North America and its component, the US, comparable store sales both increased by 22%, the biggest driver to overall performance. Cold beverages reached 75% of total sales, along with benefits from the fall promotion. International store sales, however, increased only by 3%, with a 6% decline seen in China. However, the company claims that 3-4% of those is the adverse impact from value-added tax exemptions, and therefore, are not representative of the true performance during the quarter. The development segment net revenues declined. The decline was primarily driven by a 20% unfavourable impact of Global Coffee Alliance transition-related activities, including a structural change in their single-serve business.
According to the company statement, 200bps of margin dilution took place related to a combination of supply chain pressures, inflation, as well as lapping over government subsidies from the prior year. Past Q4, the company assesses about a 90bps impact from inflationary pressures across the globe, driven by a combination of logistics, labour, as well as commodities. Into Q1 and Q2, these are likely to persist and mostly settle in the second half of 2022. Overall, Starbucks stated that they have a 14-month price-locked on coffee with several months of inventory in the warehouse at the moment.
Company Share Price
Starbucks tracks S&P 500 closely, while Nestle gains have been capped.
Organic growth reached 7.6% in 9-months for 2021, supported by positive momentum in retail sales, as well as continued recovery in out-of-home channels. Total reported sales increased by 2.2%. For the fiscal year 2021, the company expects organic sales growth of 6-7%. By product category, the largest contributor to organic growth was coffee, fuelled by strong momentum from Nescafé, Nespresso and Starbucks, with the latter posting 15.5% growth. By region, the biggest source of growth was from coming to AMS and EMENA. Out of home sales improved year-on-year, but not enough to offset the losses seen in the first nine months of 2020. Retail sales softened in the same period, down to 6.6% from 7.1%. Pricing increased by 2.1% in Q3 2021, reflecting input cost inflation. As far as coffee is concerned, the company saw less input cost inflation impacting prices, however, they do expect this to change next year.

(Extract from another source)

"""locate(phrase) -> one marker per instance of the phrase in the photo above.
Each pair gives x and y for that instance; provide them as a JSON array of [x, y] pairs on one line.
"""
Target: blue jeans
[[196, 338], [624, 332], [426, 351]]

Nespresso grew by 11% in Q3. Boutique sales have been returning to the pre-pandemic average and are now constitute around 40% of Nespresso sales, vs 10% during the peak of the pandemic. Overall, however, 10-15% of total coffee sales are from out-of-home activities. By geography, the Americas and AOA posted double-digit growth. EMENA saw high single-digit growth.
Overall, in H1 2021, the company experienced substantial revenue growth of 106% y/y due to an increase in revenue through self-operating stores, as well as increased customer retention and order frequency. The selling prices have also improved, driving this growth. Furthermore, the company expanded to lower-tier cities in China. The total number of stores increased, through the growth of partnership stores, whereas self-operated decreased by 5.8%. Revenues from product sales were up by 89.3% y/y, with freshly brewed drinks representing 76.1% of total net revenues. The company cautioned that due to the impacts of COVID-19, the financial performance during 2020 was materially affected.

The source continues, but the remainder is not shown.